Ne cessons pas de rappeler que la législation chinoise sur la propriété intellectuelle est en constante évolution depuis l’accession de la Chine à l’Organisation Mondiale du Commerce, en 2001. Néanmoins, la Commission rappelle que la part de la Chine dans le total des contrefaçons liées au commerce électronique est de 76 % (p. 21). Au demeurant, des difficultés persistent ayant, pour origines, l’imprécision et l’incomplétude de la loi et, pour conséquence, une insécurité juridique indigne de la deuxième puissance économique mondiale. Des titulaires de droits de propriété intellectuelle s’inquiètent notamment d’une application discriminante de la loi au détriment des entreprises étrangères (p. 19). De manière récurrente, ils soulignent un manque de cohérence dans l’application de la loi (p. 19), et ce en dépit des multiples interprétations de la cour suprême (v. spéc. p. 17) qui, en principe, s’imposent aux juridictions subalternes. La Commission confirme également une conséquence attendue de la Belt and Road Initiative (BRI), à savoir l’externalisation de la fabrication de contrefaçons vers des pays plus proches des marchés européens afin de réduire davantage encore le coût de la fabrication (p. 22). Enfin, plus spécialement, les titulaires de droits avancent des difficultés dans la lutte contre la contrefaçon résultant du commerce en ligne :

« En ce qui concerne l’environnement en ligne, certaines parties prenantes font état de récents succès considérables dans les retraits en ligne, mais le respect des droits de propriété intellectuelle en ligne reste difficile, en raison notamment des règles complexes et divergentes des prestataires de services en ligne (ndlr : plateformes de marché et média sociaux). Un autre défi auquel les titulaires de droits sont confrontés consiste dans la collecte de preuves, car de nombreux parquets ou tribunaux refusent les preuves numériques. Les médias sociaux sont mentionnés comme un sujet de préoccupation croissant. Les parties prenantes considèrent que les mesures prises sont insuffisantes et que les contrefacteurs utilisant des plateformes en ligne vendent et livrent des petits colis en gros volumes tout en évitant les mesures résultant de l’application de la loi. Les parties prenantes considèrent que la Chine devrait améliorer les sanctions pénales pour les atteintes aux DPI et favoriser une meilleure collaboration entre les différentes autorités chargées de l’application des droits, et adopter des mesures pour décourager efficacement les contrevenants récidivistes.
De plus, en ce qui concerne les moyens de faire respecter les DPI en Chine, les différences et les incohérences entre les différentes provinces et villes restent un problème. Les parties prenantes rapportent qu’en général, les normes de l’administration et des tribunaux dans des villes comme Pékin, Shenzhen ou Shanghai sont plus satisfaisantes et s’attendent à ce qu’elles s’améliorent encore. Cependant, le manque d’expertise continue d’être un problème sérieux dans les provinces les moins développées de Chine.
Les parties prenantes signalent également que différents éléments affectent l’efficacité de l’exécution judiciaire, tels que les lourdes exigences en matière de preuve et l’exigence de notarisation. Dans l’ensemble, les parties prenantes signalent que les exigences coûteuses et lourdes en matière de litiges civils contrastent avec les faibles dommages-intérêts accordés ». (p. 23).

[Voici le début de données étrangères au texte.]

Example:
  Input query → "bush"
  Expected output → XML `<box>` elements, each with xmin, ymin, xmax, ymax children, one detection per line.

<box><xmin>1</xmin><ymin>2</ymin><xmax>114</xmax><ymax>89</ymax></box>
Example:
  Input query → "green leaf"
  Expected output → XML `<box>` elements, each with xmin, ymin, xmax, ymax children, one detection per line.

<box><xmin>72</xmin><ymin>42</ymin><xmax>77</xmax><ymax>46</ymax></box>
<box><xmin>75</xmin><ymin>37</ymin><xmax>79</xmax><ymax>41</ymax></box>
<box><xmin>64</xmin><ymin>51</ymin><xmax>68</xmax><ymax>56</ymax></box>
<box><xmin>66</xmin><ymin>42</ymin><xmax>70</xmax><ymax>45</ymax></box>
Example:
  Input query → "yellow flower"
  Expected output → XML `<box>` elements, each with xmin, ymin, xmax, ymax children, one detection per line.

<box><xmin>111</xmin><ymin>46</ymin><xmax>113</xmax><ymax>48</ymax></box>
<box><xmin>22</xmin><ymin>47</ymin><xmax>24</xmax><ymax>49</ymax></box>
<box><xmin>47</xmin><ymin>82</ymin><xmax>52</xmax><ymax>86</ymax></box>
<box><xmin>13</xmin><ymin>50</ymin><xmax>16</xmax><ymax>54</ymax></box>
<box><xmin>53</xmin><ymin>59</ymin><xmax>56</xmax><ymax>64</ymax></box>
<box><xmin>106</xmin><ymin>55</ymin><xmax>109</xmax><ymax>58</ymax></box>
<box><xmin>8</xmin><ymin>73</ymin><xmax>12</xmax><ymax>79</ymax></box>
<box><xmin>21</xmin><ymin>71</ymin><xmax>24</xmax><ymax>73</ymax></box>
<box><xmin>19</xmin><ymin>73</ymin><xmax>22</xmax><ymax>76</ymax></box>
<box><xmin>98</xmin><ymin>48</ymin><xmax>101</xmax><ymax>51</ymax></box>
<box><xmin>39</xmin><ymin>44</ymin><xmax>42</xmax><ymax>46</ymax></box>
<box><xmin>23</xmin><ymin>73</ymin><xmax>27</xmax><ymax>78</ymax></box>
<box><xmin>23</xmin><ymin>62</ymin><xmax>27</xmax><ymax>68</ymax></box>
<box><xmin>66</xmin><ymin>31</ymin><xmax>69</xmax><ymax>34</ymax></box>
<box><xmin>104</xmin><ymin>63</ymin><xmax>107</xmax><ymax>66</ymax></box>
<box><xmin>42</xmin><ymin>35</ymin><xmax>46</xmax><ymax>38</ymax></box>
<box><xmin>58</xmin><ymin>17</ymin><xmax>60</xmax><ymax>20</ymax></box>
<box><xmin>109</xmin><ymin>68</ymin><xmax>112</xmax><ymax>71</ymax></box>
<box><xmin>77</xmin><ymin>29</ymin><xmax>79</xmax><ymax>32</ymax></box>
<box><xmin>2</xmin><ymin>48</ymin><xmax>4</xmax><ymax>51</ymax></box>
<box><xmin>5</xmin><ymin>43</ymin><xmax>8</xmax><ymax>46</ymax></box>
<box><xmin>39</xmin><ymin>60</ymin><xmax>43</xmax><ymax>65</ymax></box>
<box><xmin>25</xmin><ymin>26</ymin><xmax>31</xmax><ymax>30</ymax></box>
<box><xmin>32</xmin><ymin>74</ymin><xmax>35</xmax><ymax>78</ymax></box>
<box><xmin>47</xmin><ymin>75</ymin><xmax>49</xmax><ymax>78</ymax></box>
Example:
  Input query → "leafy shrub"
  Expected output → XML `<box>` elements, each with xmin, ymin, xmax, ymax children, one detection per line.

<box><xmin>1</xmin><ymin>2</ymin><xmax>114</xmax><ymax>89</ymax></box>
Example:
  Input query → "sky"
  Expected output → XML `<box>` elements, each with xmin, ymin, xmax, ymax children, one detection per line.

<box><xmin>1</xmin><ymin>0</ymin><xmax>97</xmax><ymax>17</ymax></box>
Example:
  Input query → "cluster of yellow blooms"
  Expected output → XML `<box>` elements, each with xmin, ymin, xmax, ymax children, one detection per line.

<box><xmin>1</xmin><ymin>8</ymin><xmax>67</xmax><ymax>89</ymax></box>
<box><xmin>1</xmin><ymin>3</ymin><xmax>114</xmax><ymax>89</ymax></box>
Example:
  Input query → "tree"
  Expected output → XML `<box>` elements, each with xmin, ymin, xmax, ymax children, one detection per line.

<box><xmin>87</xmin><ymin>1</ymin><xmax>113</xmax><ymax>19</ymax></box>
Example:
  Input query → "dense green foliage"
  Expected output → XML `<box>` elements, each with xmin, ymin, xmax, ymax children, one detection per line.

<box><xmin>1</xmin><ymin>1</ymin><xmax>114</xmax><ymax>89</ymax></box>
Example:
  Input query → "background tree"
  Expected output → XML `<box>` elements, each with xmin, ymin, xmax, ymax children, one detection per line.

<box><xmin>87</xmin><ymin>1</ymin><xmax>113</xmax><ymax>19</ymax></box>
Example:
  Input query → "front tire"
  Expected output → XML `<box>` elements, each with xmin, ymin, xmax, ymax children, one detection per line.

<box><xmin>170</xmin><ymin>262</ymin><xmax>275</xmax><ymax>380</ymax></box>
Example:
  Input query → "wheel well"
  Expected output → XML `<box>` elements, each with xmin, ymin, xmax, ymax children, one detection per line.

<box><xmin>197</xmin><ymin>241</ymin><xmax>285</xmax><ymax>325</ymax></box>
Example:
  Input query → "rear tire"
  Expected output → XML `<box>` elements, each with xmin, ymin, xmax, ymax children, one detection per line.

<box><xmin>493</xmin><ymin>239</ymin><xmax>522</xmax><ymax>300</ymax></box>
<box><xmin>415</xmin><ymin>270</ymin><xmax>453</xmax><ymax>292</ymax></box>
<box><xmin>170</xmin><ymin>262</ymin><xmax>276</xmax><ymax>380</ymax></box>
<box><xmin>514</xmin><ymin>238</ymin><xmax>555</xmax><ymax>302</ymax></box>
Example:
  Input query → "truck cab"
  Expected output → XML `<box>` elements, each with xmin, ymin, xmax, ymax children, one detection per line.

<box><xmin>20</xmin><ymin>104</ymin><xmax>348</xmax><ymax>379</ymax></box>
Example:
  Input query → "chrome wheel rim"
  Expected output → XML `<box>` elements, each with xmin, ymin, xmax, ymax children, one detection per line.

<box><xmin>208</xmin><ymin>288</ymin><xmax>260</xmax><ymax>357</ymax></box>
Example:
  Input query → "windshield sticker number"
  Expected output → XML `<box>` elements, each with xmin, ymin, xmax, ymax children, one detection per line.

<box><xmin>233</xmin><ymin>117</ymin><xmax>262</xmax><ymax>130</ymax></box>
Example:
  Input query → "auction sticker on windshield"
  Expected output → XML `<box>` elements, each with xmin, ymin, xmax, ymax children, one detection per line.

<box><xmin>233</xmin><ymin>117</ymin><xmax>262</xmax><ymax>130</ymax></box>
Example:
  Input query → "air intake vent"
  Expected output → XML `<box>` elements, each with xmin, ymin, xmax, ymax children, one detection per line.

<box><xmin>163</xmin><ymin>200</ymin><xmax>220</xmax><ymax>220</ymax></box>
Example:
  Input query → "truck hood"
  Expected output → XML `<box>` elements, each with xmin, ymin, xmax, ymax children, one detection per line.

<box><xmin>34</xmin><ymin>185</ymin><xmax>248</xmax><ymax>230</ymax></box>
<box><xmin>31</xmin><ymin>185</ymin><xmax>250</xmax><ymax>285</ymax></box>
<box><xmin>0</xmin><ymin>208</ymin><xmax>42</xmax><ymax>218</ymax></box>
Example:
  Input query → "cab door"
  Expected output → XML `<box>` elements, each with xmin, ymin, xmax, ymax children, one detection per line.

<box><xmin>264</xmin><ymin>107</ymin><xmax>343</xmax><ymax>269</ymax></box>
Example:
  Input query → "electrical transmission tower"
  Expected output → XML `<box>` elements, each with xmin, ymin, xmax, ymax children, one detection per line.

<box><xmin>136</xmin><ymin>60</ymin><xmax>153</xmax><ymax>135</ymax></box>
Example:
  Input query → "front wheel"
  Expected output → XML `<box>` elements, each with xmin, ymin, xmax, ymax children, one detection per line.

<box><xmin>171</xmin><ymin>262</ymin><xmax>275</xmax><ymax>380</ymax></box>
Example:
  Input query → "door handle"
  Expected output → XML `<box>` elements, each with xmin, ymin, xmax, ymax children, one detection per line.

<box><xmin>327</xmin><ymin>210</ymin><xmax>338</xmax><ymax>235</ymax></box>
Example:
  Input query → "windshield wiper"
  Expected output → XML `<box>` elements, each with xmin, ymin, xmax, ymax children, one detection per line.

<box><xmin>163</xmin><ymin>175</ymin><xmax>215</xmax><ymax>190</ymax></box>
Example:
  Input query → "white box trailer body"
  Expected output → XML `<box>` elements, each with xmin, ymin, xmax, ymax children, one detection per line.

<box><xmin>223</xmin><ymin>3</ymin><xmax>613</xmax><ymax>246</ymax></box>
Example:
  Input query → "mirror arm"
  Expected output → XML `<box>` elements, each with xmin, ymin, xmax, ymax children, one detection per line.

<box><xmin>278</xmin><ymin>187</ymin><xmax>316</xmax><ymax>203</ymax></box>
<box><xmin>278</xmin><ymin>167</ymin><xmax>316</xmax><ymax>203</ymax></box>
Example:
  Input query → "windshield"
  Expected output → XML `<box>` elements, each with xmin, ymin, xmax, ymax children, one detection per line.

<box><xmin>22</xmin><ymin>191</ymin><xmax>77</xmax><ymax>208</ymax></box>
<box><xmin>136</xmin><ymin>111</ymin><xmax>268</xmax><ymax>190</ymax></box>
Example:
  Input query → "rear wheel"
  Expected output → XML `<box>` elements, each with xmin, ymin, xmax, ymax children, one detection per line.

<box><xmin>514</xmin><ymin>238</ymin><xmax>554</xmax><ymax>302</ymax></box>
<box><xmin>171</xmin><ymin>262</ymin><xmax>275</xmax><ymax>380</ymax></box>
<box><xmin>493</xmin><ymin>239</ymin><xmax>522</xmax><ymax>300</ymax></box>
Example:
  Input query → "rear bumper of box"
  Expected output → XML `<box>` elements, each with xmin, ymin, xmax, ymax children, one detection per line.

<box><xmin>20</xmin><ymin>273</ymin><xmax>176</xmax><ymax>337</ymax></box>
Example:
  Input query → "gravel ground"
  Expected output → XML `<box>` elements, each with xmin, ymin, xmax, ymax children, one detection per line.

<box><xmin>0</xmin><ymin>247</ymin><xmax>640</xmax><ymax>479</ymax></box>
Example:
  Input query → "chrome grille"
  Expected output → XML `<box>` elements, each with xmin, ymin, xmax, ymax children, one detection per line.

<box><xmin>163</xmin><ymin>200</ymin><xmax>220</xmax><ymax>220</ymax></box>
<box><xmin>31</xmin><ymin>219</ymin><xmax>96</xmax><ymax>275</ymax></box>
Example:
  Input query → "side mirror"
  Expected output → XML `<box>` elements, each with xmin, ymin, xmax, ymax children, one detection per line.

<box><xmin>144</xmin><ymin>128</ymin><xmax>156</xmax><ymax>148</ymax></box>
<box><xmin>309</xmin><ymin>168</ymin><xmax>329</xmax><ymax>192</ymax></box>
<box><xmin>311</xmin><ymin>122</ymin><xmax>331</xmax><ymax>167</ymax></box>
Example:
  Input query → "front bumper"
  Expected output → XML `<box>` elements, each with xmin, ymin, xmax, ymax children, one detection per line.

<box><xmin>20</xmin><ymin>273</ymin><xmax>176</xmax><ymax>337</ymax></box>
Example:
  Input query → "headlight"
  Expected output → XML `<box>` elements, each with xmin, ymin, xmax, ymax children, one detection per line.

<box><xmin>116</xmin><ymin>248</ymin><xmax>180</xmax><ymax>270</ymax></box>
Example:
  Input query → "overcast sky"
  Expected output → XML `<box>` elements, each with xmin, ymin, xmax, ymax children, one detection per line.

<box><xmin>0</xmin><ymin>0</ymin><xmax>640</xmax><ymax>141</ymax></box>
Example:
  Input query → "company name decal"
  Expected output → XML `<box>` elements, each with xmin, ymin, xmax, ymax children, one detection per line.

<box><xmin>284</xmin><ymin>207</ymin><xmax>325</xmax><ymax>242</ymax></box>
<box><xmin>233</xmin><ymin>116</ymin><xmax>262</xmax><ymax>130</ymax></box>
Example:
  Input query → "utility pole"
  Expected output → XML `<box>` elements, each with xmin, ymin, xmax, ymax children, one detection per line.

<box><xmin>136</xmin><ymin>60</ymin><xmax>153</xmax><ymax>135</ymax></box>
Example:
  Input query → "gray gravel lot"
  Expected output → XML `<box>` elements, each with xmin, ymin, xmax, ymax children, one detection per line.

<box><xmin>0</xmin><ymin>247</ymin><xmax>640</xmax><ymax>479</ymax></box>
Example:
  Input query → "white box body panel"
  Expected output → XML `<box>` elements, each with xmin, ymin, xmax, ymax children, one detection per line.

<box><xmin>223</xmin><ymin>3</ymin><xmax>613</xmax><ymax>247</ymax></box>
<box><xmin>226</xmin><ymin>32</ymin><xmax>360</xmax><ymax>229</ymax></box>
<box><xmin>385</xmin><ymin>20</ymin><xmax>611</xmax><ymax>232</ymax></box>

Ainsi, les questions de preuve posent problème. Exiger du titulaire des droits qu’il quantifie le gain financier réalisé par le contrefacteur constitue une preuve impossible (probatio diabolica) que seul le contrefacteur et les places de marché concernées sont capables de fournir.

Le système chinois de propriété intellectuelle est en place et, le pragmatisme chinois aidant, la culture de la propriété intellectuelle s’est diffusée dans les cercles d’affaire et au-delà. Une vingtaine d’années après l’accession de la Chine à l’Organisation Mondiale du Commerce, le temps de l’indulgence a expiré et c’est très légitimement que les investisseurs étrangers peuvent attendre des autorités chinoises des mesures exemplaires pour la protection des droits de propriété intellectuelle.